Süddeutsche Zeitung

Antisemitismus-Dokumentation:Die Muster sind unter uns

Der Film "Jud Süß 2.0" wagt sich an ein Thema, das fast zu komplex ist für eine Fernsehdokumentation: das Fortwirken antisemitischer Propaganda-Strukturen.

Von Nils Minkmar

Gleich hinter dem Hauptbahnhof von Wiesbaden lagert brisantes Material. In der Murnau-Stiftung werden alte Filme aufbewahrt: die Meisterwerke aus der Weimarer Republik und dann die anderen, für die der schöne Begriff der "Vorbehaltsfilme" gefunden wurde. Es sind jene Nazifilme, die man wegen ihrer geschickten Machart und dem abstoßenden antisemitischen Gehalt nicht ohne Weiteres vorführen oder senden darf. Von der Macht dieser Bilder und ihrer Nachkommen handelt die Dokumentation "Jud Süß 2.0" von Felix Moeller, die heute Abend auf Arte zu sehen ist.
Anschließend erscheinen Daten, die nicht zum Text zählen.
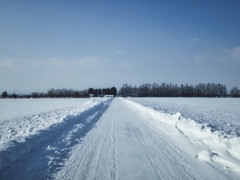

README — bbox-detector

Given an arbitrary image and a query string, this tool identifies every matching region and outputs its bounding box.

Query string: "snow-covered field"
[0,97,240,179]
[0,98,106,150]
[130,98,240,136]
[127,98,240,178]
Moeller, der sich schon mit Filmen über die sogenannten "Sympathisanten" des deutschen Herbsts und über Ingmar Bergman einen Namen gemacht hat, begibt sich hier auf eine Erkundungsreise, deren Ziel sich wie eine Fata Morgana entzieht.
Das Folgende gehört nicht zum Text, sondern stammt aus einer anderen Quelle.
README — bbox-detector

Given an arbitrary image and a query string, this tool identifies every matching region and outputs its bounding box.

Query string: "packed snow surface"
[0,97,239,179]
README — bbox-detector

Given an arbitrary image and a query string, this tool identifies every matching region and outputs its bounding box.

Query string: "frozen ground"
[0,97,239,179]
Um die perfide Wirkung des Films zu illustrieren, müsste man ihn zeigen, aber das ist zu gefährlich

Die Ausgangslage ist kompliziert: Um die perfide Wirkung von Veit Harlans "Jud Süß" aus dem Jahr 1940 zu illustrieren, müsste man ihn sehen und besprechen, aber das ist im heutigen Kontext einer Zunahme antisemitischer Äußerungen zu gefährlich. Also wird hier mit Ausschnitten gearbeitet, zu denen Korrespondenzen in heutigen Clips und Reden aufgezeigt werden. Das klappt gut, wenn man sich an optische Stereotype hält, an Karikaturen, Fratzen und den missbrauchten Davidstern: Die finden wir bei den Nazis und immer wieder heute im Netz.

Doch das Thema entfaltet eine viel größere Dynamik. Der Film möchte sich aus guten Gründen nicht darauf beschränken, die Kontinuität diffamierender Repräsentation von Juden aufzuzeigen, sondern er macht sich daran, die heutigen Bezüge antisemitischer Muster aufzuzeigen. Und da wird es dann kompliziert. In den Nazifilmen findet sich das Motiv einer Überfremdung durch Massen von fremden Juden - hier schlägt der Film eine Brücke zur Theorie des "großen Bevölkerungsaustauschs", die in Deutschland auch als drohende "Umvolkung" bekannt ist. Aber dieses Thema wäre selbst einen ganzen Film wert. Leider würde man feststellen müssen, dass diese verrückte Theorie längst ernsthaft diskutiert wird, beispielsweise im französischen Präsidentschaftswahlkampf. Dort sind es nicht nur die hofierten Rechtsradikalen, die sich darüber verbreiten, sondern auch Politiker des sogenannten konservativen Lagers, und zwar unter nachsichtigem Nicken von angesehenen Intellektuellen. Das wird hier aber nur gestreift. Der Vordenker dieses Wahnsinns, der einstige Schwulenaktivist Renaud Camus, der heute auf einem alten Schloss im südwestfranzösischen Département Gers lebt, wird gar nicht erwähnt.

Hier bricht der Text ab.